In a systematic review, we have recently compared different teaching focused assessment sonography for trauma (FAST) models including computer simulators [
25]. Computer simulators were used in 15% of the reported studies. They produce patients’ three-dimensional ultrasound images that are reconstructed in real time when scanning a mannequin. This makes POCUS teaching and assessment more objective. The mentor can select normal or abnormal images as he/she wishes [
26]. Those who are trained on simulators can properly identify pathological ultrasound images similar to those who are trained on real patients. This reduces the need for clinical patients, allows for safe training [
26,
27], and affords a standardized learning experience [
26‐
28]. Furthermore, they can be used for mastery training in which a predetermined level is designed. The learners continue practicing till they reach that level with little involvement of mentors [
29,
30]. Nevertheless, this training method has certain limitations. First, the fine manual practical skills which are needed in real ultrasound scanning, like avoiding the rib shadow artifacts by fanning or shifting, are difficult to teach by using a computer simulator. Second, the qualities of ultrasound images of intra-abdominal organs that vary with human or animal body built are difficult to mimic [
8]. Third, they may be expensive and may not be affordable by many institutions. Fourth, the critical decision-making using POCUS in sick patients is best taught bedside in the real life.
Limitations
It is important to highlight that this study has certain limitations. First, it may be argued that the reported method is just a personal experience and not an educational outcome study. Personal educational experience is a well-accepted subjective educational research method. Educationist when merged in their educational experience sense what works and what does not work by comparing their recent experience with their previous ones.

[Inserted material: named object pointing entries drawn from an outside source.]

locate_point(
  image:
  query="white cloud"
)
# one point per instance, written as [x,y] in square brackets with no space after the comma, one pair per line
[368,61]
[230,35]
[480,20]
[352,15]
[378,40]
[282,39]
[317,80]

We may be biased towards our new teaching model. Nevertheless, we think and hope that our simulator will support teaching POCUS globally especially in low- and middle-income countries. This opinion is stemming from more than 30 years deep interest and personal experience in this area.

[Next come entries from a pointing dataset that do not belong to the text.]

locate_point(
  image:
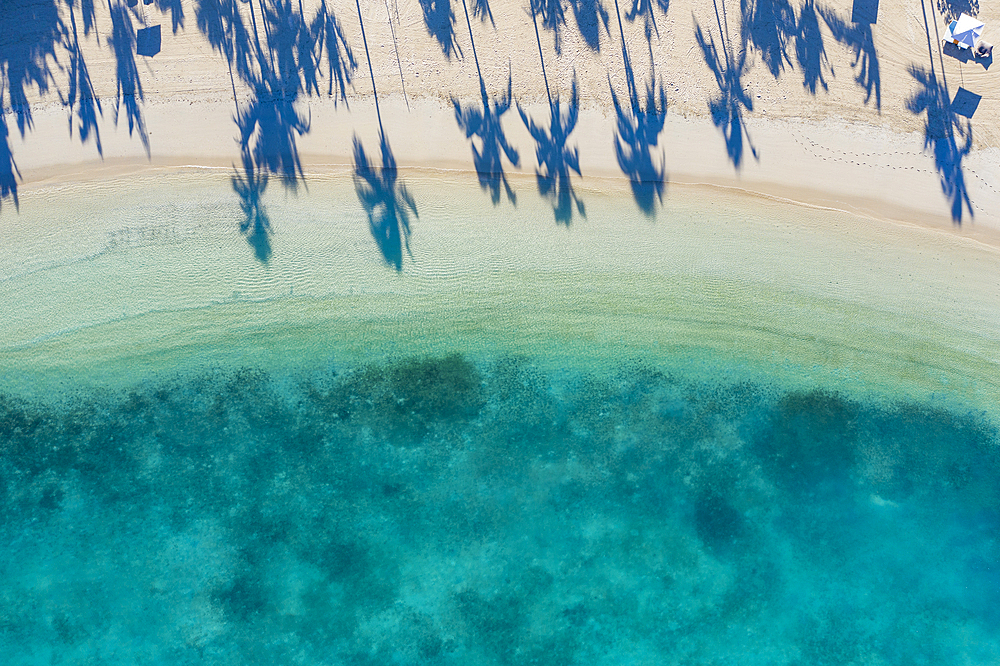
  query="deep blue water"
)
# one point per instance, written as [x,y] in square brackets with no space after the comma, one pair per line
[444,511]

Second, our simulator will not replace or produce ultrasound images. We think that the cost of expensive computer simulators should be invested in buying portable ultrasound machines that can be used directly on bedside for clinical care, education, and research at the same time. Ultrasound is very safe, and students can directly practice ultrasound on real patients following understanding its principles. That is different from training on invasive procedures like laparoscopy which has risk on patients. We have been using this approach for teaching POCUS, and we find it useful, feasible, and practical. This gives us the advantage of applying POCUS to solve clinical problems and show students how this works in real life as an on spot critical decision tool.